When it came time to create a satellite television network to Iran, however, we decided to give new leaders in VOA the chance to make this work. And thanks to some very dedicated people, VOA Persian Service is doing four hours of original satellite television to Iran with repeats. And soon that will be expanded further.
Successes and challenges for U.S. broadcasting in the Middle East
Frankly, I agree with many of the criticisms of the structure and performance of the U.S. Broadcasting Board of Governors (BBG) during the period that I have served as its Chairman. The very notion that members of a board of directors should somehow serve as individual and/or collective CEO’s is a concept that most business executives would deem silly. Obviously, the law governing BBG should be changed accordingly.
But for the time being, my view of the BBG is not unlike Churchill’s attitude towards democracy, which he once said, was the worst form of government except for all those others that have been tried. Would international broadcasting be better off at the State Department? Or in the Pentagon? As opposed to the BBG? I say unthinkable if our aim is to reflect something more intellectually profound than government policy.
Do not forget that it was U.S. government foreign service officers who blocked the use of Aleksandr Solzhenitsyn in the early 1970’s—in a period when his popularity in the former Soviet Union was at its greatest—because his writings contradicted the then U.S. government policy of détente.
Why do I believe it is so important for us to pause and resolve our disagreements about what the United States should be doing in international broadcasting? Because the more I observe this debate, the more I understand that the views of dissenters have been overtaken by time.
What we should be focused on today—both in the United States and around the world—is the issue of whether what we do in the name of international broadcasting is of sufficient quality to serve the needs of our audience. Are our programs good enough? Are they fascinating and insightful? Do they enrich lives of our viewers—whether they are youthful techies or the intellectual elite?
How are we doing? Recently we received preliminary results of our first program review of Alhurra—and the results for those of us who believe in U.S. international broadcasting were encouraging. Panelists in Cairo, Kuwait City and Baghdad respected Alhurra for “accurate, impartial relevant news coverage and analysis.” (In a couple of months our pollsters will be surveying a broad sampling on the same issues.)

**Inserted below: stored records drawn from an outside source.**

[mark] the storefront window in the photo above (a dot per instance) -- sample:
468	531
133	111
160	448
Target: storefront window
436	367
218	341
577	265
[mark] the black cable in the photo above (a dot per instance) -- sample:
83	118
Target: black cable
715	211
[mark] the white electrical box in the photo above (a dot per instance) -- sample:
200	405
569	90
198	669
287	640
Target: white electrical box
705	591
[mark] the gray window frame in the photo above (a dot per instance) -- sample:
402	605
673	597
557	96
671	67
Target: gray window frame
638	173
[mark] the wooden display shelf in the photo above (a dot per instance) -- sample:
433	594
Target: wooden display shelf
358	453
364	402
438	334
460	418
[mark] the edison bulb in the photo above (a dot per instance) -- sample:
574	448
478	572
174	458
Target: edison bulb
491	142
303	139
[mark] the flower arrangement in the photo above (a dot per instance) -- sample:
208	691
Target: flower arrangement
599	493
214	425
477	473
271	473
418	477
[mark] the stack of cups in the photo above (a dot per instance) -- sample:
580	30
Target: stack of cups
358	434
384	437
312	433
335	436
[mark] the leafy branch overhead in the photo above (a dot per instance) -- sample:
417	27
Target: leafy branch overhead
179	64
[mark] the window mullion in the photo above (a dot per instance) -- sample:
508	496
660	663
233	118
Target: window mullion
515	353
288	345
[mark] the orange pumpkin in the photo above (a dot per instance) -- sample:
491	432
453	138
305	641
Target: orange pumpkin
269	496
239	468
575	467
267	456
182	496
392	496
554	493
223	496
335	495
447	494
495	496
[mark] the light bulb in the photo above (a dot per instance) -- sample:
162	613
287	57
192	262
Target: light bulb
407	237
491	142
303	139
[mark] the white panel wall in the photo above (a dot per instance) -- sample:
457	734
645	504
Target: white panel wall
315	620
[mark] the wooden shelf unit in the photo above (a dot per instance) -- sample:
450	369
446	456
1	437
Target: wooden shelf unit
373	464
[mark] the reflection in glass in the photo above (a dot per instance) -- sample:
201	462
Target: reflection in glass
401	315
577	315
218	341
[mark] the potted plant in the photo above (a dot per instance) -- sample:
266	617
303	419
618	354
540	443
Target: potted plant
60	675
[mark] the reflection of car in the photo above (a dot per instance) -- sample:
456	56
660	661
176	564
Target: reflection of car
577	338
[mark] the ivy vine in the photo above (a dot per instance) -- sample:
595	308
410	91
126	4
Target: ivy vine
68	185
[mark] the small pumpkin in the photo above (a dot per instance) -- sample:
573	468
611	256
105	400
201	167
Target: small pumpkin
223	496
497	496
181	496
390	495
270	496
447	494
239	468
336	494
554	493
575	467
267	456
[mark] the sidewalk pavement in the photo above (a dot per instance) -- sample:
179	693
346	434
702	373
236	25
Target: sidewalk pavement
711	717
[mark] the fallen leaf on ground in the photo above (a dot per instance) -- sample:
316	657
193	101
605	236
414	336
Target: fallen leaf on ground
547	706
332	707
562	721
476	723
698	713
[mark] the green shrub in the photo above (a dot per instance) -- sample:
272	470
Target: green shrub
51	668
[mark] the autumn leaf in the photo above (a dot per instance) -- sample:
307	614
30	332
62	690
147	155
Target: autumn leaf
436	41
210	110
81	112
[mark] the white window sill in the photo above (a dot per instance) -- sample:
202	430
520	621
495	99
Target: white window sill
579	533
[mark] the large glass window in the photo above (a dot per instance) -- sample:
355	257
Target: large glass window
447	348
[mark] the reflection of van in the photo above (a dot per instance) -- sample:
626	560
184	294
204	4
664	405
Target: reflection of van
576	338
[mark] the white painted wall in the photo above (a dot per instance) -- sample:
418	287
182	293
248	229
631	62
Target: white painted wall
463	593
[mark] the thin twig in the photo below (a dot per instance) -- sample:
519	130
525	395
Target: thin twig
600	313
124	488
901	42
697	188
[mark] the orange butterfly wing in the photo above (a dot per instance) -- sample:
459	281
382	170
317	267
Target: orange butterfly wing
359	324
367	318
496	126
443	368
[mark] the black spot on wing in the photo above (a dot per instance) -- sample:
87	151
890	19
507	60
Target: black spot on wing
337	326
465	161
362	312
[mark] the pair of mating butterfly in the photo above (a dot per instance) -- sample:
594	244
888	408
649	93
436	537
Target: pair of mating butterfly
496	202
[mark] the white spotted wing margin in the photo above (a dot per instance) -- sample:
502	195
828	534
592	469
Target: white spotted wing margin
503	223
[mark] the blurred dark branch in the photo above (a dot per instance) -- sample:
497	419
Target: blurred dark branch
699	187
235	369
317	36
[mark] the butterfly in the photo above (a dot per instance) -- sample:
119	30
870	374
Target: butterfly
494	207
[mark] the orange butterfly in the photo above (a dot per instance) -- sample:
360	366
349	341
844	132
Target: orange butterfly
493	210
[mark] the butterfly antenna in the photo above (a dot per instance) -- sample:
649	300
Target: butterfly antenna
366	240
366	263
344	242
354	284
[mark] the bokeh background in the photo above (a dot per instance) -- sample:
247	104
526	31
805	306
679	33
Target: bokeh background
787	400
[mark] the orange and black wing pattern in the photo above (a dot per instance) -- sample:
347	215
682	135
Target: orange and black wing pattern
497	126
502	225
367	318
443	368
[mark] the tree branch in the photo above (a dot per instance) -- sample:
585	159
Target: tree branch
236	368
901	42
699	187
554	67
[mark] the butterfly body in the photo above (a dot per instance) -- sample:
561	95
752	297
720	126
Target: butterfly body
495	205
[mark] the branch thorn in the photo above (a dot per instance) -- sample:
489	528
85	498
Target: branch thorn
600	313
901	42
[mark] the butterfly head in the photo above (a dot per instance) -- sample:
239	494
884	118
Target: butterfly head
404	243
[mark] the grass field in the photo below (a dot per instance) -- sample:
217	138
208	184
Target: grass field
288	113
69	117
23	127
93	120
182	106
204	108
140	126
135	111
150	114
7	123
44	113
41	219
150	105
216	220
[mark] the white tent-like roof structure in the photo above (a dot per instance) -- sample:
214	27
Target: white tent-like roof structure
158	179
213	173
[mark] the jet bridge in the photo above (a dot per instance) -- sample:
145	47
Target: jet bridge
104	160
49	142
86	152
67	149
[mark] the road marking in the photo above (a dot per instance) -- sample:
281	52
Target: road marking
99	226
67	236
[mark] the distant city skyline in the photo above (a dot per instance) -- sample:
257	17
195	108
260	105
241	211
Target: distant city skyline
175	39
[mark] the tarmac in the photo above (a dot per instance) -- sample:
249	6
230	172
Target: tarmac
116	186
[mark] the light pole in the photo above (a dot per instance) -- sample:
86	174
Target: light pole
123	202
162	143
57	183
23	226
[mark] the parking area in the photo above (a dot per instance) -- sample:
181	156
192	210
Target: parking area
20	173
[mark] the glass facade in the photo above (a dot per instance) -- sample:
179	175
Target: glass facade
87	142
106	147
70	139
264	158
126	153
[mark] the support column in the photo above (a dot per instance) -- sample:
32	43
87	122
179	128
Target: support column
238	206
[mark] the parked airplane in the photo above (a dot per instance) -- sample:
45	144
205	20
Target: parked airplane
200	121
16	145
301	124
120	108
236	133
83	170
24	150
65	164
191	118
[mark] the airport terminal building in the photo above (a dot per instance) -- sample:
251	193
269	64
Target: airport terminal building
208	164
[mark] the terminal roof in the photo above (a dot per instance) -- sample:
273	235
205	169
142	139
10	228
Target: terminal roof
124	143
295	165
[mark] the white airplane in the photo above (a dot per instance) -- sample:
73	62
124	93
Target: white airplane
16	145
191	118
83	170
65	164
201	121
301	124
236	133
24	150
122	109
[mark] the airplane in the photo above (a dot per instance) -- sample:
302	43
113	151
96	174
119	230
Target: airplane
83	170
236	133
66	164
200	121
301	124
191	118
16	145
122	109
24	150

It is not surprising that some of our discussion programs are drawing more mixed reviews—but that should not surprise anyone because, in a discussion/debate format, Arabs viewers are hearing points of view they rarely before have encountered (i.e. the case for free markets and free speech and women’s rights.) To me, the weekly program Free Hour represents what the so-called war of ideas is all about.
Some viewers are not so enthusiastic. One Syrian man in Kuwait City declared he would never again watch Alhurra’s Equality that focuses on women’s rights. “The topic did not reflect consideration of our customs and traditions,” he said. “I do not want to see the day when my wife will ask for a divorce!”
That Arab viewers accept this U.S. government-funded station as credible is a great victory, especially after being on the air little more than three years. That some Arab viewers find the assertions of advocates for freedom jarring to their ears is a price we will gladly pay.
For all of our broadcasting—and not just Alhurra—our challenge is to make what we do better—and more interesting and more challenging to those who turn to us discover what’s going on.
These are the issues that deserve the focus of Americans who are interested in international broadcasting—and not for us but for the sake of those people we serve.
Kenneth Y. Tomlinson, former editor-in-chief of Reader’s Digest, has been Chairman of the U.S. Broadcasting Board of Governors since 2002.